Y como no terminaría así nuestro pequeño remolino, después de que limpiamos todo, subimos los regalos al carro y nos despedimos de mis padres para ir a nuestro hogar.
Una vez que llegamos Bella la ayudó a bañarse, le puso un pijama cómodo y la mandó a dormir, pero Ojitos tenía otros planes, nos rogó para abrir sus regalos, yo cedí en medio minuto y Bella terminó rindiéndose a mi lado. Demasiado entusiasmada y llena de energía se puso a jugar con cada uno de ellos, después de un buen rato en lo que nos dimos cuenta que se estaba quedando dormida. Bella nos mandó a dormir, así que cargué a mi bebita y, con la ayuda de mi mujer, la acostamos.
—Me asusté tanto —murmuró Bella refiriéndose a lo que pasó en la tarde—. Pensé que no volvería a verla. —Una lágrima rodó por su mejilla—. De solo pensarlo…
—Shhh… amor. —La abracé frotando su espalda para tranquilizarla—. Ya todo pasó, ella está bien, fue el peor susto de nuestras vidas, pero gracias a Dios solo quedó en eso. —Ella asintió aferrándose a mí—. Ahora vamos a tomar un baño de tina para relajarnos, ambos lo necesitamos.

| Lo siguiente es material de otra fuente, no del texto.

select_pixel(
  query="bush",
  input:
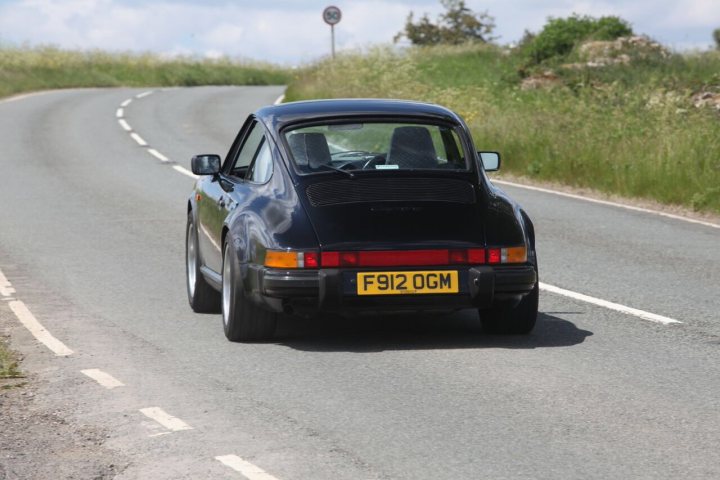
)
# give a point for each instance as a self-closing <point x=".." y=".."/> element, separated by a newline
<point x="560" y="35"/>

Apagué la luz y prendí la lamparita que iluminaba su cuarto. Bella entrelazó su mano con la mía, besamos una vez más la frente de Zoe antes de salir.
Mientras yo preparaba el baño, Bella entraba con las toallas usando solo mi camisa.
Gruñí, mientras la veía reír.
—Eres una mujer mala, mira que tentarme cuando sabes que estoy agotado tanto física como mentalmente. —Abracé su cuerpo.
—Estamos en las mismas condiciones, pero tal vez el agua pueda ayudarnos —murmuró volteándose a besarme, correspondí su beso dejándome llevar por las placenteras sensaciones que causaba en mí.
Después de un agradable baño y unas deliciosas caricias, ambos, apenas tocamos la cama, quedamos dormidos.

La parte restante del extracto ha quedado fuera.